Restricted ankles make steep descents difficult.

  If you love your high top boots for hiking, carefully evaluate their effect on your gait, especially on a steep descent, before your big hiking event. Look for some really short rise/run stairs and try trotting down a few flights at a good clip with your hand on the rail for safety. Odds are that they will restrict your ankle mobility to a point of making you dangerous on the descent.

    We watched just such a spectacle in the Dolomites one day as a clearly experienced hiker made his way down our favorite steep trail. He couldn’t flex his ankles in his rigid high top boots and had resorted to throwing his knees out to the sides to lower his feet to the next narrow step. He relied heavily on his 2 trekking poles to catch himself as he used controlled falling to descend. The pounding forces and severe angles required by this technique looked like a loser for his knees and perhaps his hips. Others in his situation would go down backwards or sideways to solve the problem created by their ankle restricting boots.
    Low top hiking shoes or completely unlacing the boot tops would have been a safer alternative for him and the others. Allowing the ankles to gyrate in odd directions on steep descents puts the demands on the joint that was designed to handle the task, which is the ankle. On the other hand, fixing the ankles in boots transmits the twisting forces to the knees, which aren’t designed for those strains.

Bill fully utilizing his foot & ankle flexibility on the steep descent.

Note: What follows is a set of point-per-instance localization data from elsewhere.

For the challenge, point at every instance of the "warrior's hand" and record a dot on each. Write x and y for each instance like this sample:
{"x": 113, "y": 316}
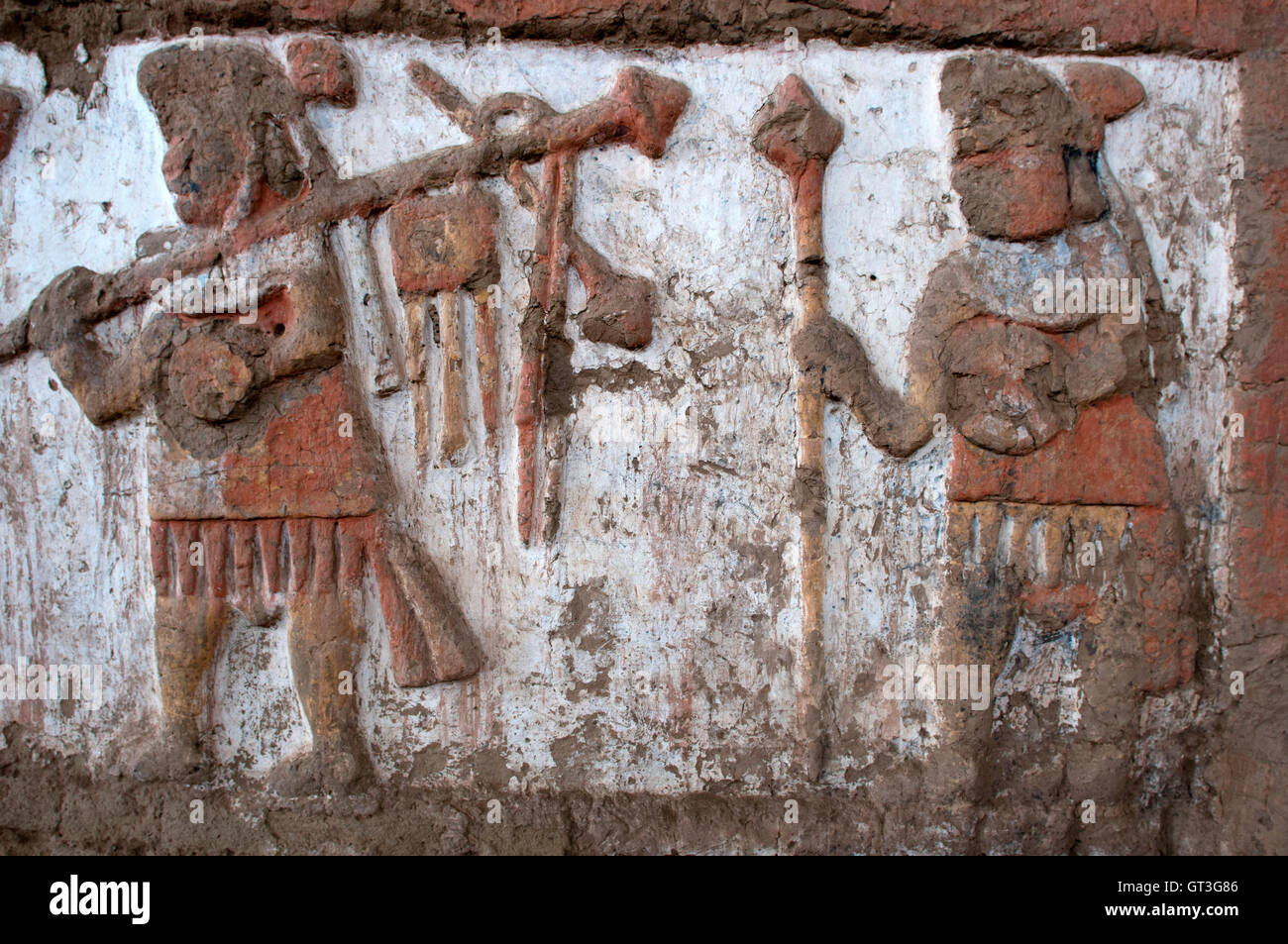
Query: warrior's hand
{"x": 827, "y": 352}
{"x": 64, "y": 309}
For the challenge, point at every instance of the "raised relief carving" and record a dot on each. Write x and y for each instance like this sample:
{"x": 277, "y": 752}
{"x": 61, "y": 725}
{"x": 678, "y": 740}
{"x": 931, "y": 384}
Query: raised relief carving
{"x": 619, "y": 308}
{"x": 1030, "y": 344}
{"x": 268, "y": 488}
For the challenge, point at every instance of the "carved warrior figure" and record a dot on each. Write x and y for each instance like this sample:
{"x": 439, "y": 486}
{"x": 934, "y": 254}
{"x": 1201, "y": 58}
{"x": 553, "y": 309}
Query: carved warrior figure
{"x": 1059, "y": 506}
{"x": 267, "y": 485}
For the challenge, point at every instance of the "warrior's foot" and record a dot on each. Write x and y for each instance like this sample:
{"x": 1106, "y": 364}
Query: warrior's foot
{"x": 174, "y": 758}
{"x": 329, "y": 768}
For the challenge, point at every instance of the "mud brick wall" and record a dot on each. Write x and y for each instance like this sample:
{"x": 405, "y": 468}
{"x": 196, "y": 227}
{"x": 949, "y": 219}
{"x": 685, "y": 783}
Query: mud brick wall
{"x": 666, "y": 425}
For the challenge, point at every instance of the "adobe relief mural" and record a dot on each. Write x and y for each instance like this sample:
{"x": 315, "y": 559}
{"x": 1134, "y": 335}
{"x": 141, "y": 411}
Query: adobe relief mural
{"x": 527, "y": 417}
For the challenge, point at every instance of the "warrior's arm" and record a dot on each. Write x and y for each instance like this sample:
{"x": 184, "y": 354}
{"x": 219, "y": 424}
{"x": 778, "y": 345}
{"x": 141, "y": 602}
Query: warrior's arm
{"x": 107, "y": 385}
{"x": 898, "y": 424}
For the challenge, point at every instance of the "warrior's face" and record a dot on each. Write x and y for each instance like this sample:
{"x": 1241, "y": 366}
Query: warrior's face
{"x": 1025, "y": 149}
{"x": 224, "y": 112}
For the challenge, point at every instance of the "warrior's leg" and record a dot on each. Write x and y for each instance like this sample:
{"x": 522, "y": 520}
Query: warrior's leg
{"x": 188, "y": 634}
{"x": 325, "y": 643}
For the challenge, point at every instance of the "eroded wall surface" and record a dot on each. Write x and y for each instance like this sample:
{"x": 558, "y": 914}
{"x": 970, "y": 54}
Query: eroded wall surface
{"x": 652, "y": 634}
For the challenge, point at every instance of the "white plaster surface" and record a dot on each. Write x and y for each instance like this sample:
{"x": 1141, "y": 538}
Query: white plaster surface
{"x": 679, "y": 536}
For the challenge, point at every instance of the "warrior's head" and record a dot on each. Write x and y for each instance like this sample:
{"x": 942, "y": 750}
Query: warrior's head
{"x": 1025, "y": 149}
{"x": 233, "y": 121}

    Many hikers are convinced that ankles must be covered to be safe when hiking but we haven’t found that to be the case. With a handful of early exceptions, we’ve done all of our hiking for the last 5 years in sandals or less substantial footwear and have not scuffed, scraped, strained, or sprained our ankles. If you have been a high top boot wearer there is a good chance that your ankles have become weak. But if you demand more from your ankles, they will get stronger. And the realities of modern hiking on established trails means that it’s harder to bang up your ankles than in the bygone days of bushwhacking.

    Regardless of what you anticipate wearing on your feet for your big hiking event, test them out going both directions on a dozen flights of stairs or really steep terrain to note where they rub or restrict your movement. Steep stuff changes how everything moves: your body, your gear, and their interactions. And any regrettable conditions get painfully amplified with hours of repetition of the movement on a long hike.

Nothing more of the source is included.